Unser Lehrer prüft das mit einem Unittest, wir laden die Datei hoch und können sehen was richtig oder falsch ist.
mein problem ist nun dass er mir den schreibt:

test01_Attributes Der Wert von Feld amount2 in Interest ist zu klein!

und ich habe keine ahnung was falsch sein soll.
ich wäre für einen rat sehr dankbar,

lg

wolfgang


----------



## MWin123 (1. Nov 2015)

Verwende doch bitte Code Tags.

Schau dir mal das hier an:

```
if (amount1 < 1000);
if (amount2 >= 1000);
```
Was soll das bringen?


----------



## FX202 (1. Nov 2015)

amount1  wert kleiner 1000?
amount2 wert größergleich 1000?

wenn ich das ohne if setz wird die zeile rot und es geht nicht.


----------



## MWin123 (1. Nov 2015)

Ja, du prüfst nur ob amount1 oder amount2 kleiner/größer ist.
Außer der Prüfung passiert nichts, also egal ob true or false.


----------



## FX202 (1. Nov 2015)

hmpf....
ok.  hab den teil rausgenommen und es hat sich nichts geändert.


```
if (amount1 < 1000);
if (amount2 >= 1000);
```

aber wie sage ich dass amount1 kleiner als 1000.00 ist?
ich dachte ich hätt mit dem code oben gelöst...


----------



## FX202 (1. Nov 2015)

```
public static double calculateMonthlyInterest(double amount1) {
        zinsamount = amount1 * INTEREST_RATE / 100 * 1 / 12;

        System.out.println("Zinsen für ein Monat bei " + amount1
                + ": " + zinsamount);

        return zinsamount;

    }
```

so sieht eine meiner methoden aus.


----------



## MWin123 (1. Nov 2015)

FX202 hat gesagt.:


> hab den teil rausgenommen und es hat sich nichts geändert.

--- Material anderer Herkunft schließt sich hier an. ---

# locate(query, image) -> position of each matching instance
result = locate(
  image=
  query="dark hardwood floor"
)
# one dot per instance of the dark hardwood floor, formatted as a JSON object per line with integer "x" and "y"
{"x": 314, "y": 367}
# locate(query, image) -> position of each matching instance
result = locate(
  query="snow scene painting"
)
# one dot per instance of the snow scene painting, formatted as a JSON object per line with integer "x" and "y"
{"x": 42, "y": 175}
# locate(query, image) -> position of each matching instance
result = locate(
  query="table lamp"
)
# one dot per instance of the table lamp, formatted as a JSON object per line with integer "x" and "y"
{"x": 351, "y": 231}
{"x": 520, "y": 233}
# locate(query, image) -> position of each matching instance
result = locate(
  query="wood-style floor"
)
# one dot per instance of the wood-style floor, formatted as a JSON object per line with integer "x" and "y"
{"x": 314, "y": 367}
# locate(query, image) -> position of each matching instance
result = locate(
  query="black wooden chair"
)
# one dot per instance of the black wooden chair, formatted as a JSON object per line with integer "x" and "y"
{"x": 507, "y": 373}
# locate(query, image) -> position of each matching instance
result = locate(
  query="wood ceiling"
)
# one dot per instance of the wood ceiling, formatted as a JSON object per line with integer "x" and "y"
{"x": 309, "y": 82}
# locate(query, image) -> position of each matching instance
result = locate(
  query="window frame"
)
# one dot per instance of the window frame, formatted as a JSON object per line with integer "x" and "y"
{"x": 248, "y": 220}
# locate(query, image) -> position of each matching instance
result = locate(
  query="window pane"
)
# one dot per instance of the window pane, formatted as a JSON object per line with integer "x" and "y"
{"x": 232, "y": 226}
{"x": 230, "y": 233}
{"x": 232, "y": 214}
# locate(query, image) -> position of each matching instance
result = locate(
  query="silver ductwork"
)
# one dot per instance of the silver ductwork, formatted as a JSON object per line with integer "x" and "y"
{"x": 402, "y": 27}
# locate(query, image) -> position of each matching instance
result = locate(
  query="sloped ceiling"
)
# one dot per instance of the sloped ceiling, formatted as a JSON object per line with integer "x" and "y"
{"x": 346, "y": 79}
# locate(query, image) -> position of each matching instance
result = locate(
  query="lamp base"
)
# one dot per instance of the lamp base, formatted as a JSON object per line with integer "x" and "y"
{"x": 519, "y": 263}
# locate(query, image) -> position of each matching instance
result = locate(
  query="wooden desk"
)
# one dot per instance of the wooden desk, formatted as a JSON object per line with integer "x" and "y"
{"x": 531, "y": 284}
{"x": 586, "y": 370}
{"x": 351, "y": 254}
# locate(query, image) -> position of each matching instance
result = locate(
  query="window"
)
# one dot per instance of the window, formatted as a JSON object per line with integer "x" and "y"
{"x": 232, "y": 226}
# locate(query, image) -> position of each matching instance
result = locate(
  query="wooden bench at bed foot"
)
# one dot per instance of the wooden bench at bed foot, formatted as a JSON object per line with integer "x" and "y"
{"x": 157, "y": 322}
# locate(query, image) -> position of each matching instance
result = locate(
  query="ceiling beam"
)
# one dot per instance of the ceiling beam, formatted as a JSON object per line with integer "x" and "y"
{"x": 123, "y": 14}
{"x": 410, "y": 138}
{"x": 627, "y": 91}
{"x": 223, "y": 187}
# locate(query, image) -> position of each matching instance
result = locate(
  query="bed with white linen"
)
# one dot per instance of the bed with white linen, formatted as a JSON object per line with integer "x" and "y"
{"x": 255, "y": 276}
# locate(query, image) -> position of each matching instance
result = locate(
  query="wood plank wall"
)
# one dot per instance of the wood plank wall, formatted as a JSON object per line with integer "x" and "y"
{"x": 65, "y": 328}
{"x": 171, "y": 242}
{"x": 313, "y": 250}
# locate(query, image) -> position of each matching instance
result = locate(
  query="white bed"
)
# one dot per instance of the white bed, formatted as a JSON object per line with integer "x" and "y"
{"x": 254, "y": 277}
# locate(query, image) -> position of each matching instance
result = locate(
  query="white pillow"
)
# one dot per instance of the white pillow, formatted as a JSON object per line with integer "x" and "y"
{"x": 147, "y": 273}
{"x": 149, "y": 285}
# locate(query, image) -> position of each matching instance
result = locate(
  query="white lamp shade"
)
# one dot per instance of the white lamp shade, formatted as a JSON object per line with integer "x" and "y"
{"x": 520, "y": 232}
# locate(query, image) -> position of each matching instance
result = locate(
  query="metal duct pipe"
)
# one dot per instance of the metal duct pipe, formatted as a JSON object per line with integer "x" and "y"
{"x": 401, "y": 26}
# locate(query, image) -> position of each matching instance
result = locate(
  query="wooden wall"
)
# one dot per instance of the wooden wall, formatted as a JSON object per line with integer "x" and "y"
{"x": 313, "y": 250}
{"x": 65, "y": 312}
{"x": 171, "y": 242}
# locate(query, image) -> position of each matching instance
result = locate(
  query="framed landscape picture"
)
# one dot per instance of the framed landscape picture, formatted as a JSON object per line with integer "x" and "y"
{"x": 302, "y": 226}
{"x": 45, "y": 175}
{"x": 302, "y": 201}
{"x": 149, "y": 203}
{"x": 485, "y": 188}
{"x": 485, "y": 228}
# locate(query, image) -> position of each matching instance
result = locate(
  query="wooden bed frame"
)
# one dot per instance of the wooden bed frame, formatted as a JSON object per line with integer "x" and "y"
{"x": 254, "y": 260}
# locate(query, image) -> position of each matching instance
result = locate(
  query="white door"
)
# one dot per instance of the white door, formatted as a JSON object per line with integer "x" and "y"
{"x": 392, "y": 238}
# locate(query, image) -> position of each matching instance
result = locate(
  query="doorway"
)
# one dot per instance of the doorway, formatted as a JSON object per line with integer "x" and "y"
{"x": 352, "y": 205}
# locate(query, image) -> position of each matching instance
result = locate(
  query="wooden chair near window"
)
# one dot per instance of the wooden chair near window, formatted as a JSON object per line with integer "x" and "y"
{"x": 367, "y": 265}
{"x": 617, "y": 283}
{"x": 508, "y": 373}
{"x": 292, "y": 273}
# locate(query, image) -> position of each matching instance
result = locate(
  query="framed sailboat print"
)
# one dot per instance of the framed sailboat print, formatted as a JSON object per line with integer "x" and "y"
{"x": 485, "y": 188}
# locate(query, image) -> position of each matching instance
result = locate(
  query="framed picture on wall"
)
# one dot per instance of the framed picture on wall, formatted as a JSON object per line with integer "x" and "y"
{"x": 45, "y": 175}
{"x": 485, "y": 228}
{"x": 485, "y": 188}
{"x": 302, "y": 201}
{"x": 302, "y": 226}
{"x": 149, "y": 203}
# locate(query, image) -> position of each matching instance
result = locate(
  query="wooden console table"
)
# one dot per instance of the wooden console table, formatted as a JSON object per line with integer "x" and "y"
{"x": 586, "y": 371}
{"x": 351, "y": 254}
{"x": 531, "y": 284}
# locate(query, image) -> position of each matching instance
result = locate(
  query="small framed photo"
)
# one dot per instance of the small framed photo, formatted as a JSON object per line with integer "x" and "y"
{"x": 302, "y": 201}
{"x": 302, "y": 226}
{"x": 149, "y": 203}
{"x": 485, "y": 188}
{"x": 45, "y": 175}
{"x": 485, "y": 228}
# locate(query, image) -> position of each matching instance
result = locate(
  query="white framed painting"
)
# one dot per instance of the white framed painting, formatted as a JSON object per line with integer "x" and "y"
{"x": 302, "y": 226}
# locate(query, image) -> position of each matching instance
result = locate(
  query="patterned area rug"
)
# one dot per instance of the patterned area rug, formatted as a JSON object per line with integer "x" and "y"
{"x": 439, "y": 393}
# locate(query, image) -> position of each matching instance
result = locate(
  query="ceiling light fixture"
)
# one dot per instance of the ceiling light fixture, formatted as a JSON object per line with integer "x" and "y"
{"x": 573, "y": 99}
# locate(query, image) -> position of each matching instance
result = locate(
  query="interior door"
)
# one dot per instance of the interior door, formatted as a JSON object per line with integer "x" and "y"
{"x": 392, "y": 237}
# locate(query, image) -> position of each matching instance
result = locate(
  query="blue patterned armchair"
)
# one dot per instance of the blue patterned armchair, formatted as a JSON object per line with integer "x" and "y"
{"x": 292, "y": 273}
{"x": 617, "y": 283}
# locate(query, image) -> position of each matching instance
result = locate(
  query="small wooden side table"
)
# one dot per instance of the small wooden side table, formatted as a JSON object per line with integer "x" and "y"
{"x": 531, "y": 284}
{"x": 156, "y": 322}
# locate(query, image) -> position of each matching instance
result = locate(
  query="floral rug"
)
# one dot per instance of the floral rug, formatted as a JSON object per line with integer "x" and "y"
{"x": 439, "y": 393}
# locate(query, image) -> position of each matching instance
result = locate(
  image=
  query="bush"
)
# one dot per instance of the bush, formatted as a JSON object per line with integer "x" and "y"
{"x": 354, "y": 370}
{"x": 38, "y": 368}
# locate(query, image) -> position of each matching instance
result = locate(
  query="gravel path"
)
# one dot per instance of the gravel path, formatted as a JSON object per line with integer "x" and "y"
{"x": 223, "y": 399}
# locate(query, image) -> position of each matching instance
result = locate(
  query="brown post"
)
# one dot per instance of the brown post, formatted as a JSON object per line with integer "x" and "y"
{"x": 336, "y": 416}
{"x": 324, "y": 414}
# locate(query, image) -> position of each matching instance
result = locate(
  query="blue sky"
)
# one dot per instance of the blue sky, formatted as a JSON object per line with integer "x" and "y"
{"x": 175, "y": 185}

Genau, der Code hat nichts "gemacht".

Ich denke mit "Initialisieren Sie die Variable _amount1 _mit einem Wert unter 1000 und _amount2_ mit einem Wert von 1000 oder größer." ist gemeint, dass du ein neues Objekt Interest erstellst und die beiden Werte setzt.


----------



## FX202 (1. Nov 2015)

tjo das is das problem ich weiß ned wie ich das machen soll.
amount1 <= 1000,00; geht ned ich habs auf paar anderen arten auch probiert ich schaffs ned.
bin wohl zu blöd .
dachte ned das es so schwer eine variable so zu initialisieren.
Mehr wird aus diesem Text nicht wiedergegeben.